Como primer responsable de la disciplina penitencial en su Iglesia particular, corresponde ante todo al Obispo dirigir una invitación kerygmatica a la conversión y a la penitencia. Tiene el deber de proclamar con libertad evangélica la presencia triste y dañosa del pecado en la vida de los hombres y en la historia de las comunidades. Al mismo tiempo, ha de anunciar el misterio insondable de la misericordia que Dios nos ha prodigado en la Cruz y en la Resurrección de su Hijo, Jesucristo, y en la efusión del Espíritu, para la remisión de los pecados. Este anuncio, invitación a la reconciliación y llamada a la esperanza, está en el corazón del Evangelio. Es el primer anuncio de los Apóstoles el día del Pentecostés, anuncio en que se revela el sentido mismo de la gracia y de la salvación comunicada por los Sacramentos.

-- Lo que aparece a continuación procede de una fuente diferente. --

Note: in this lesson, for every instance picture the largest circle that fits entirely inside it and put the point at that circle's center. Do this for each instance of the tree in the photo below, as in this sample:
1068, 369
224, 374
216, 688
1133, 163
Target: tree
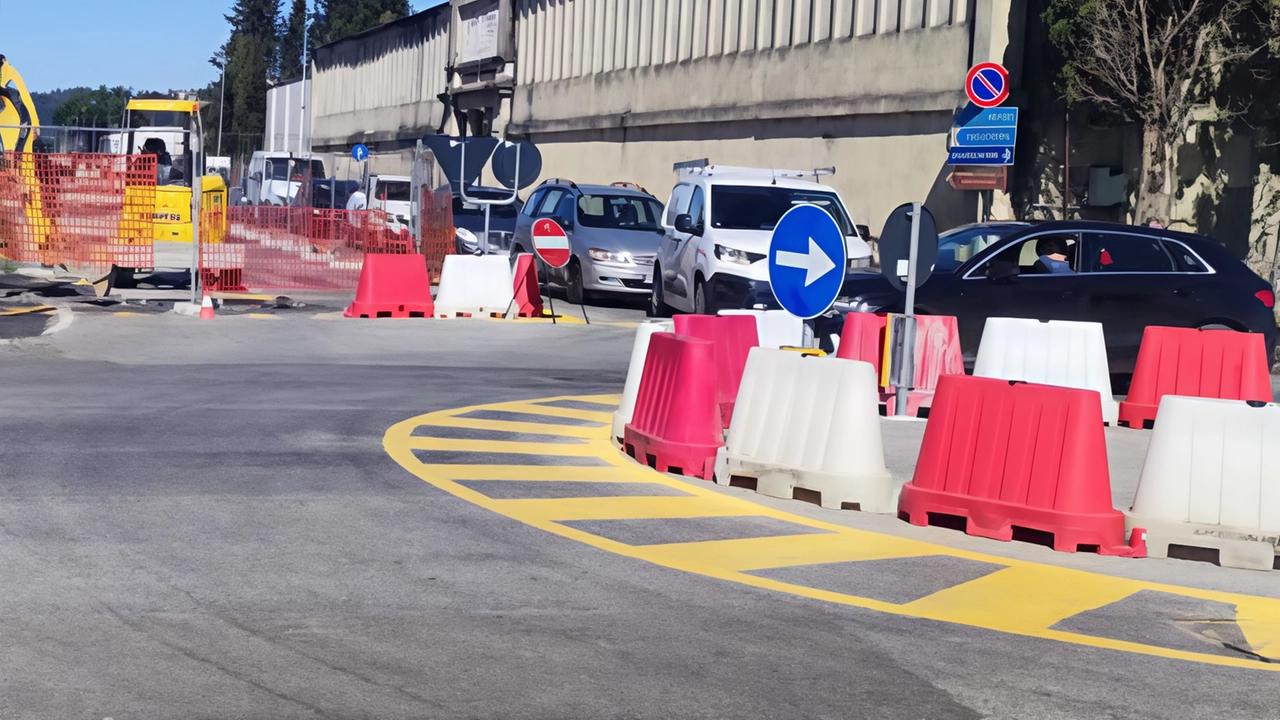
291, 40
1155, 62
342, 18
97, 108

El Obispo ha de ser un ministro ejemplar del sacramento de la Penitencia y debe recurrir asidua y fielmente al mismo. No se cansará de exhortar a sus sacerdotes a que tengan en gran estima el ministerio de la reconciliación recibido en la Ordenación sacerdotal, animándolos a ejercerlo con generosidad y sentido sobrenatural, imitando al Padre que acoge a los que vuelven a la casa paterna y a Cristo, Buen Pastor, que lleva sobre sus hombros a la oveja extraviada.151

La responsabilidad del Obispo incluye también el deber de velar para que la absolución general no se imparta más allá de las normas del derecho. A este respecto, en el Motu proprioMisericordia Dei he subrayado que los Obispos han de insistir en la disciplina vigente, según la cual la confesión, individual e íntegra, y la absolución son el único modo ordinario por el que el fiel consciente de pecado grave se reconcilia con Dios y con la Iglesia. Sólo una imposibilidad física o moral dispensa de este modo ordinario, en cuyo caso la reconciliación se puede obtener de otras maneras. Además, el Obispo ha de recordar a todos los que por oficio tienen cura de almas el deber de brindar a los fieles la oportunidad de acudir a la confesión individual.152 Y se cuidará de verificar que se den a los fieles las máximas facilidades para poder confesarse.

Considerada a la luz de la Tradición y del Magisterio de la Iglesia la íntima unión entre el sacramento de la Reconciliación y la participación en la Eucaristía, es cada vez más necesario formar la conciencia de los fieles para que participen digna y fructuosamente en el Banquete eucarístico en estado de gracia.153

Es útil recordar también que corresponde al Obispo el cometido de reglamentar, convenientemente y con una cuidadosa elección de los ministros adecuados, la disciplina sobre el ejercicio de los exorcismos y de las celebraciones de oración para obtener curaciones, respetando los recientes documentos de la Santa Sede.154

151 Cf. Propositio 18.
152 Cf. Motu proprio Misericordia Dei (7 abril 2002), 1: AAS 94 (2002), 453-454.
153 Cf. Propositio 18.
154 Cf. Ritual Romano, Rito de los exorcismos (22 noviembre 1998); Congregación para la Doctrina de la Fe, Instrucción sobre las oraciones para obtener de Dios la curación (14 septiembre 2000): L'Osservatore Romano, ed. semanal en lengua española (1 diciembre 2001), pp. 17-19.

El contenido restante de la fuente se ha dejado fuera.